Part of the misleading
distortions are centred around how people do their measuring. Claims are made
about wealth disparity using only a narrow range of measuring criteria -
usually disposable income - when it's perfectly obvious (or should be!!) that
what defines a person's well-being is so much more than that.
What I really want to push
the left on is why they deliberately ignore methods of measurement that paint a
truer picture and intentionally cherry pick data to distort the true picture.

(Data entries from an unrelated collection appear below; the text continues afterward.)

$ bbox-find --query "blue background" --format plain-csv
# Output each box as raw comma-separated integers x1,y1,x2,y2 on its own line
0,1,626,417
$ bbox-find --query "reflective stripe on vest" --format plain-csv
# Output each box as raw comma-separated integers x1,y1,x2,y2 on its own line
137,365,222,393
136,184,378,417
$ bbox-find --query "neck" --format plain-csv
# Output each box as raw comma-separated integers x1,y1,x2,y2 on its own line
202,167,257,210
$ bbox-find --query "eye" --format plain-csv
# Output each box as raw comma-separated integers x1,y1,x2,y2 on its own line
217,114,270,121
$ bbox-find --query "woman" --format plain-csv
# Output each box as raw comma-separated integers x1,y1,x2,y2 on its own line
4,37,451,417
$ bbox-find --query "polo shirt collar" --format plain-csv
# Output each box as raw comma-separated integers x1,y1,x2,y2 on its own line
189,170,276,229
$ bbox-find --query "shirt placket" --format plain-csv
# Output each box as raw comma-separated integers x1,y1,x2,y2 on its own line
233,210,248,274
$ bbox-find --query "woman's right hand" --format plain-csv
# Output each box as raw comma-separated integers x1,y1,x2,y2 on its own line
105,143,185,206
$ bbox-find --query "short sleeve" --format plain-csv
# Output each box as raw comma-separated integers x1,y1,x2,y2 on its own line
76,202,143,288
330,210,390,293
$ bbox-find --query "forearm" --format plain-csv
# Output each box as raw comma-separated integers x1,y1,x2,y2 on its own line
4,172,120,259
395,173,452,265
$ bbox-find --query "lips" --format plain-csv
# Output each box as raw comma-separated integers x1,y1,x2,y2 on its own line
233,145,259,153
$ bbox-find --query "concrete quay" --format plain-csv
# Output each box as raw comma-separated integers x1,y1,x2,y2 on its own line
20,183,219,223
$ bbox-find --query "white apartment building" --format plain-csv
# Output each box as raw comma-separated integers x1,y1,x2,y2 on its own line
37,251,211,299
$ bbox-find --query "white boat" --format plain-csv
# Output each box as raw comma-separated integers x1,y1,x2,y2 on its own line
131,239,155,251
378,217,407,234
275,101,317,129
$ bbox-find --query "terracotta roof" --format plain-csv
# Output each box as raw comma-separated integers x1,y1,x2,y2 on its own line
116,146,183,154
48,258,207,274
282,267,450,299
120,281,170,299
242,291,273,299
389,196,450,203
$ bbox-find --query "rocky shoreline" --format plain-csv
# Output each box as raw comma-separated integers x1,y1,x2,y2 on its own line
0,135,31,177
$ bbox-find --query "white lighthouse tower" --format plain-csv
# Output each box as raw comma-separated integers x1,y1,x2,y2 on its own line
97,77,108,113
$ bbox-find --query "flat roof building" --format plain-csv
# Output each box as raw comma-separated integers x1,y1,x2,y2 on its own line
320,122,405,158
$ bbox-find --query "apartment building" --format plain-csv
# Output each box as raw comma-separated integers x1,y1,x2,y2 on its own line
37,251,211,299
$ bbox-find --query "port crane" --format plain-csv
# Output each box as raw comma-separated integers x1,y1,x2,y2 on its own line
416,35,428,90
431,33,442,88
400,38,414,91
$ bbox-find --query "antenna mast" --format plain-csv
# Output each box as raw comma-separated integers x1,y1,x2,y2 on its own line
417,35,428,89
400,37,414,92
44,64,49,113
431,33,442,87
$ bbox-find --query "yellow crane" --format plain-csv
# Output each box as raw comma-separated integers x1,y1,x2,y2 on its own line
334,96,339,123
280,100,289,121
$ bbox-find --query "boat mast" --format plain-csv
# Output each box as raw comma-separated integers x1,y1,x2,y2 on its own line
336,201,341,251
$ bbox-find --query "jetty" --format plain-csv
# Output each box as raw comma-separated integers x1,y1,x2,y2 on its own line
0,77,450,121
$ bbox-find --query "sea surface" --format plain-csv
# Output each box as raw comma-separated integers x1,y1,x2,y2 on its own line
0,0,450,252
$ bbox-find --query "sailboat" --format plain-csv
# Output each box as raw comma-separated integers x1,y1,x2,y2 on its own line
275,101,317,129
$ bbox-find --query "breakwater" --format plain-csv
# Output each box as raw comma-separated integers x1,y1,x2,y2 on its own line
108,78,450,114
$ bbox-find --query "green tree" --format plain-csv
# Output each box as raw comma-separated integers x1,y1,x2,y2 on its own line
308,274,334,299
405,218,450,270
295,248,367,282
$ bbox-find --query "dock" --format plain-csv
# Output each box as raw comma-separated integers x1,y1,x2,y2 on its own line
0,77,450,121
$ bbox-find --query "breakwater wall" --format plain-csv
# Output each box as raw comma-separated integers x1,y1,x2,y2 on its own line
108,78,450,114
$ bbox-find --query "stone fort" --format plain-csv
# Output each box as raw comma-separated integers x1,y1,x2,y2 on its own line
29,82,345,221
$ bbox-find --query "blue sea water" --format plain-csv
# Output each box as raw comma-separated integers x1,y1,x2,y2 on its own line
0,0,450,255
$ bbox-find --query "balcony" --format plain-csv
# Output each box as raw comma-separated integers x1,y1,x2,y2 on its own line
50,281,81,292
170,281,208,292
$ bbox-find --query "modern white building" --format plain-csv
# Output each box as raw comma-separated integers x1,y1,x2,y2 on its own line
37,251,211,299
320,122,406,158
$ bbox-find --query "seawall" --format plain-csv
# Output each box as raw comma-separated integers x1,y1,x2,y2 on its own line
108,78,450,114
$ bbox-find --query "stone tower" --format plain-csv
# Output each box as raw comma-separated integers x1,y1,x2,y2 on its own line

Because, to that end, once you factor in everything people have, inequality is
at the lowest it has ever been. Once you include the market value of all the
other things people have, from pensions, welfare benefits, food stamps,
vouchers, state-funded health, education, social services, access to the
Internet, social media, and countless other things I could mention, you'll find that apart from disposable
income and status goods the world is the least unequal it has ever been.
The left, I'm afraid to
say, are measuring well-being with a narrow definition of wealth that excludes
all the numerous societal progressions that close the gap between rich and
poor. That is to say, they are bemoaning inequality by selectively ignoring all
the things that reduce inequality. Because the most important measure of
equality is not disposable income, it is consumption.
And the moment you get
beyond the fact that Richie Rich has a few extra yachts and luxury cars that
most of us won't ever own, you'll find that in terms of the most basic
consumption needs, once you factor in central redistribution through the tax
and benefits system, increased technology for the man on the street, more
leisure time, and so forth, the gap between Poor Pete and Richie Rich has never been narrower.
And even if you only want
to measure disposable income, I read in Forbes that those in the top quintile earn
on average 12 times as much as those in the bottom quintile, but that the
multiple dropped to 4 times once tax and benefits were factored in. Considering
the skills and academic differential between the top and bottom quintiles, an
average differential of times 4 isn't very great at all. As always, far from
being a den of injustice, the system is heavily skewed against the rich to
favour the poor.
"Cash benefits have the biggest impact, with the
average household in the lowest-earning fifth receiving £7,612 per year across
pensions, tax credit, housing benefits and other means of support. Benefits in
kind such as healthcare are also significant, adding up to £7,586 per household
per year, but they are also received by richer households and so do less to cut
inequality on this measure. In the financial year ending 2016, the average
income of the richest fifth of households before taxes and benefits was £84,700
per year, 12 times greater than that of the poorest fifth (£7,200 per year). An
increase in the average income from employment for the poorest fifth of
households has reduced this ratio from 14 to 1 in the financial year ending
2015. The ratio between the average income of the top and bottom fifth of
households (£63,300 and £17,200 respectively) is reduced to less than 4 to 1
after accounting for benefits (both cash and in kind) and taxes (both direct
and indirect)."
There is no question that
we are the most equal society that has ever lived. Through tax and benefits the
state reduces a 12 to 1 income differential to a 4 to 1 consumption
differential. The jury is still out on whether the left do not actually understand this,
or whether they do but wilfully ignore it because it impugns the uprightness of their
agenda. Either way, these faults continue to cast aspersions over a group that
are always claiming, in public, to have more integrity than the distortions and
untruths they propagate.
* A few months ago I wrote a blog post exposing some of the ways that politicians and the media distort the truth using bogus statistics.